When the leg was released, swim to the shore safely, smoothly, without sudden movements, if you can – on one hand, that the spasm did not recur.
If the voyage has brought other muscles
|What is a muscle cramp||
What to do
Muscle front of the thigh
On land: bend the leg at the knee and strongly press it with hands heel to buttock.
On the water: lying on your back to put your arm around the leg on the outer side just below the calf near the ankle. Then bend the leg at the knee and strongly pull the arm back to back.
Muscles of the hand
Dramatically compress and decompress fingers
The muscles of the forearm
To compress and unclench the fist
Vigorously tighten the abdomen knees
More tips how to resolve the muscle spasm
The following recommendations will help to cope with convulsions in the muscles, whatever their causes.
Stretch the muscles. With one hand pull the muscles that cramp, and the other hand alternately to compress and release the muscles. Mechanical workout restores blood circulation and quickly removes spasms and muscle tension.
Pinch lip. This strange method is based on pressure on acupressure points to relax the muscles and reduce pain. If cramp of the upper body, hold the middle of the upper lip between the thumb and forefinger is pretty strong, but not causing pain with the movement for 30 seconds. If cramp of the legs, clamp in the same way the middle of the lower lip.
Immediately thirst. Take a few SIPS of water or other liquid, which will be on hand. If along with a few SIPS of water will you produce stretching of the muscles, cramps should disappear quickly.
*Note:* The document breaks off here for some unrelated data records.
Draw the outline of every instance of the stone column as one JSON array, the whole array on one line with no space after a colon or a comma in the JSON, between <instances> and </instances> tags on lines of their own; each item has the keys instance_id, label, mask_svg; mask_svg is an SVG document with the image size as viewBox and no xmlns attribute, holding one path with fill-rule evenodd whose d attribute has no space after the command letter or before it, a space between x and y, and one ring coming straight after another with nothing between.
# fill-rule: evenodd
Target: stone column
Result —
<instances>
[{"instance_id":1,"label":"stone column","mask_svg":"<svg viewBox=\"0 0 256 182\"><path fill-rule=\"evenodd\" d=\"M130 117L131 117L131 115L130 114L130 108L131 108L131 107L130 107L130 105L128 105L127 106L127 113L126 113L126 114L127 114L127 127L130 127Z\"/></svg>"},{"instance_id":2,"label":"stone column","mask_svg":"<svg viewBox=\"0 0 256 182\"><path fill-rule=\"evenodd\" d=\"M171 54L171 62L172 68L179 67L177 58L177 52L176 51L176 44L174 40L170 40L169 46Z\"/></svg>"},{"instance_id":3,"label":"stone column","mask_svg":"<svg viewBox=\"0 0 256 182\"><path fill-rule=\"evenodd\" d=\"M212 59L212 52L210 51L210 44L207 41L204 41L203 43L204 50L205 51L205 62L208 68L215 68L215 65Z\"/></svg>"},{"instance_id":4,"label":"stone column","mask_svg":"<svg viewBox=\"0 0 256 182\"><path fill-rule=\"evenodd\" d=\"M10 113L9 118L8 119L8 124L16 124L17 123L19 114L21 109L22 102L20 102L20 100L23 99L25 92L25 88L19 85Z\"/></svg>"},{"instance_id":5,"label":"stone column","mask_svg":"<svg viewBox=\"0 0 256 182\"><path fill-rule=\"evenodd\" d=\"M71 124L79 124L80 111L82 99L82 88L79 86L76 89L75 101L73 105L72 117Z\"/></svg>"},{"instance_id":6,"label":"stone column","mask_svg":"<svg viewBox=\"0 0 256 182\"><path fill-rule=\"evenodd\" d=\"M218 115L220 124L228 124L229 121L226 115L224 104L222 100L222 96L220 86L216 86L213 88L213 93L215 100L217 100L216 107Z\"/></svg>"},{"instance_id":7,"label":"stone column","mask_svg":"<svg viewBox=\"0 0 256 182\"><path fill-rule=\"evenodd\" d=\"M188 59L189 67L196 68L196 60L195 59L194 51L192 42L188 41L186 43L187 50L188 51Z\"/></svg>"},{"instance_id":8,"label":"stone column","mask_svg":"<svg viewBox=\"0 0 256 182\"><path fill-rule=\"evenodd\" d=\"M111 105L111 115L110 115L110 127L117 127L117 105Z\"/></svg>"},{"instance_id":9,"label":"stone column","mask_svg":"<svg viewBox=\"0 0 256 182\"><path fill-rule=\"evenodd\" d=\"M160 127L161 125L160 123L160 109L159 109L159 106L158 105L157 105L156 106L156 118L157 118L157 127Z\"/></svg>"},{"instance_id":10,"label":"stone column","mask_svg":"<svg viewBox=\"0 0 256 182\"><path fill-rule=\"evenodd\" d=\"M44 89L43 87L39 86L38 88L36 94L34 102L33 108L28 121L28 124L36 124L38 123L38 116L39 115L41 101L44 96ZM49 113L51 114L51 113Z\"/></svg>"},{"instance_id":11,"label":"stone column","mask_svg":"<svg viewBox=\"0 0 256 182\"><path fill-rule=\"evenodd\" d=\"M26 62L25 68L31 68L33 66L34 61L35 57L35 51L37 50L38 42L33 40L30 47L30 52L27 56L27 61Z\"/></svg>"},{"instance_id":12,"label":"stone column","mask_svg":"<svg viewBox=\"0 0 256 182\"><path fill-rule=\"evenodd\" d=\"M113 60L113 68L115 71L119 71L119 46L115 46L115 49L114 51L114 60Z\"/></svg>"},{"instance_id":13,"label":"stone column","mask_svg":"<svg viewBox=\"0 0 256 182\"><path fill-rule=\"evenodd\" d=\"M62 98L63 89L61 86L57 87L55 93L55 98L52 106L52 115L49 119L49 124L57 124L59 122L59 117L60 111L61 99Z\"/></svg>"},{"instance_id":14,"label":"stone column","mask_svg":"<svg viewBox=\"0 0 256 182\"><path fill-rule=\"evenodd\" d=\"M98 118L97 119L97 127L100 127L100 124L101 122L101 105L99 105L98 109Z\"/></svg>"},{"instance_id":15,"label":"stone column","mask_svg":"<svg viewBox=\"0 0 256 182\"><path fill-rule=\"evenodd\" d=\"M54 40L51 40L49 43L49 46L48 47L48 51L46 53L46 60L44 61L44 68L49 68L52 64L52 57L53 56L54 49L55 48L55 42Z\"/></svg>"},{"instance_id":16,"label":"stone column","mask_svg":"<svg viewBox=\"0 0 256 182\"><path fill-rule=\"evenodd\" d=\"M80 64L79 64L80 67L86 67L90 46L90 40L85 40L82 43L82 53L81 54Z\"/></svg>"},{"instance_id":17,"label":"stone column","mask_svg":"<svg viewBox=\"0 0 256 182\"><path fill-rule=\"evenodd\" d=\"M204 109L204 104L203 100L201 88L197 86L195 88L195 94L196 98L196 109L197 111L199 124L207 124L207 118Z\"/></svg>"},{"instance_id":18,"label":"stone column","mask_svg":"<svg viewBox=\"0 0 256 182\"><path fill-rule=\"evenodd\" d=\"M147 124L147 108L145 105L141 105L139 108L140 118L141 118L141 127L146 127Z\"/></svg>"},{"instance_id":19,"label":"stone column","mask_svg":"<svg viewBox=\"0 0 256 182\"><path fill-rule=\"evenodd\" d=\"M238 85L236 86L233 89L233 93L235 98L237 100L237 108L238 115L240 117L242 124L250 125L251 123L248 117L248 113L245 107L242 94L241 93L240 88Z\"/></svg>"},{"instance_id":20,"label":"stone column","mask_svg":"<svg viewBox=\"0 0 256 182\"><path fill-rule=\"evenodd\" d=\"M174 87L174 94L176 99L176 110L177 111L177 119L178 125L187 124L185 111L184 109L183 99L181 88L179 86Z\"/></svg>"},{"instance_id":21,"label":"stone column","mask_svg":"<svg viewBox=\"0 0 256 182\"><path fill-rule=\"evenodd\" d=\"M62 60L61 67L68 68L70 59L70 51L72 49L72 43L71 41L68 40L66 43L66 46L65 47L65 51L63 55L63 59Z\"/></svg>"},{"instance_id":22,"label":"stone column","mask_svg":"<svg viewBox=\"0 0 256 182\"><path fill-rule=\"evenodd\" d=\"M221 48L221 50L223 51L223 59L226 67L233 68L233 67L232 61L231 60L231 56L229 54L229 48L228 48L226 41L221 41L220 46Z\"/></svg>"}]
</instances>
Prick with a pin or something sharply reduced muscle. Some swimmers, especially in this case pin to trunks or swimsuit. Better, if possible, do not use this extreme way is painful and could get infected.
Tips to prevent cramps while swimming
Get regular exercise for stretching muscles. For example, here is a simple exercise you can do several times a day and at bedtime. It will also help to avoid night cramps in the calf muscle.
How to do this exercise to prevent spasm when swimming:
- Up against the wall at a distance of 60 – 90 cm.
- Press your palms into the wall and start to slowly tilt the body to the wall without lifting your heel from the floor.
- Feel the tension in the calf muscles. Keep the position for 30 seconds.
Drink more water to prevent dehydration during class.
Eat more foods rich in calcium and or magnesium take a complex of vitamins and minerals, where they are.
Sports nutritionists recommend eating bananas, they are rich in minerals, including magnesium.